If the Chernobyl disaster held one lesson, Mikhail Gorbachev wrote in 2006 on the catastrophe’s 20th anniversary, it was that nuclear devastation – whether caused by an accident or the deployment of a weapon – is far more horrifying than the world seemed to realize. Yet countries around the world continue to cling to nuclear technology. 

MOSCOW – The nuclear meltdown at Chernobyl 20 years ago this month, even more than my launch of perestroika, was perhaps the main cause of the Soviet Union’s collapse five years later. Indeed, the Chernobyl catastrophe was a historic turning point: there was the era before the disaster, and there is the very different era that has followed. 
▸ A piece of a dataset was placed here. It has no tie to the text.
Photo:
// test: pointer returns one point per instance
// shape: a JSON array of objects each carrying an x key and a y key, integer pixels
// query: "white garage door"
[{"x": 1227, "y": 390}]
The morning of the explosion at the Chernobyl nuclear station on April 26, 1986, the Politburo of the Communist Party of the Soviet Union met to discuss the situation and organized a government commission to control the situation and ensure that serious measures were taken, particularly regarding the health of people in the disaster zone. Moreover, the Academy of Science established a group of leading scientists, who were immediately dispatched to the Chernobyl region.

At that point, the Politburo did not have an accurate and complete picture of the situation. But it was the general consensus that, in the spirit of the already-established glasnost policy, we should openly share information upon receiving it. Claims that the Politburo concealed information about the disaster are thus far from true.